In the longer term, there are two pieces of potentially good news for Scotland.

  • The first is that Scotland’s health gap relative to rGB seems less of a problem among younger compared to older people. Column 1 of Table 2 shows that the likelihood of a Scot saying that they have an activity-limiting illness compared to someone in rGB is almost 3% higher among the 50-64 age group, 1.9% higher among 40 year olds, and just 0.5% among 18-39 year olds. It is not possible to disentangle age and cohort effects using the LFS, but assuming that the differentials do not rise as each cohort ages, then we would expect the Scottish claimant rate for illness and disability benefits to become closer to that in rGB over time.
  • The second is that the additional likelihood of Scots claiming disability benefits over and above what would be expected based on age and health status alone also seems to rise with age (Table 2, column 2). Again, this might suggest that this unexplained element of higher Scottish spending on illness benefits may also decline over time.

It is difficult to distinguish between age and cohort effects with a cross-sectional survey, but these pieces of evidence suggest that the incidence of disability claims among younger Scots, relative to those in rGB is not following the path of previous generations. This may reflect the declining importance of manual labour, particularly in the west of Scotland, which may have influenced relative rates of claims for disability benefits.
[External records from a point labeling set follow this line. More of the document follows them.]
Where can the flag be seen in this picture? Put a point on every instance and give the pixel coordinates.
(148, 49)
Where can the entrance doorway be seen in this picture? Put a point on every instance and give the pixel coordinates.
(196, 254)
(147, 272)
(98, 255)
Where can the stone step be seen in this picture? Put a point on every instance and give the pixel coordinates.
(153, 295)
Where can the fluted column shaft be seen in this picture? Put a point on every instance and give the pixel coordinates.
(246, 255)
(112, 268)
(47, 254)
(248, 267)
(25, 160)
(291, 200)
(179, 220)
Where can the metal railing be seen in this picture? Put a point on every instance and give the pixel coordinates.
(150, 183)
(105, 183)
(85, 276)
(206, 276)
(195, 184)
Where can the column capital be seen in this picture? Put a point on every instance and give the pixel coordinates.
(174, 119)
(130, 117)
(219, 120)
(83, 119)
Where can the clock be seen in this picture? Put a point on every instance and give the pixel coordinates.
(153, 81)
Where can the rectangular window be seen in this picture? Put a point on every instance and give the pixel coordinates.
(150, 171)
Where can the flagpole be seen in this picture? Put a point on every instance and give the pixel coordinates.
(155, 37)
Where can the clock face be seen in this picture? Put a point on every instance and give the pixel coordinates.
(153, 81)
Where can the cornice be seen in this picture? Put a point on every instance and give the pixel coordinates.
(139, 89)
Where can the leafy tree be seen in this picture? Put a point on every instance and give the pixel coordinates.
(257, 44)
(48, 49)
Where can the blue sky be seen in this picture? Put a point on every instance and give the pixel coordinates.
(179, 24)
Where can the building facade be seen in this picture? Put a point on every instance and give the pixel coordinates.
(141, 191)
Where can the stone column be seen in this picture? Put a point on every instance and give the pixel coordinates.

Table 2: Probability of a Scot having an illness, or claiming illness benefits, relative to people in rGB

Age category Probability of Scot having an activity-limiting illness, conditional on age, relative to rGB Probability of Scot claiming IB/ESA/SDA given age and health, relative to rGB









[i] This difference is due to expenditure per IB claimant being around 5% higher in Scotland than RGB, which is in turn a result of the fact that 5% more IB claimants receive ‘payment’ (as opposed to NI credits only). For ESA, 1% more Scottish claimants receive payment than in RGB, but this is compensated for by the fact that the average payment, of those receiving it, is 1% less in Scotland than RGB.

[ii] Instead of one explanatory variable for the number of health problems an individual has, we can alternatively run Regression 3 with 17 dummy variables to represent which of the 17 categories of health problem each individual has. Doing this reveals qualitatively similar results, although the coefficient on the Scottish dummy variable falls slightly further, to 0.167%.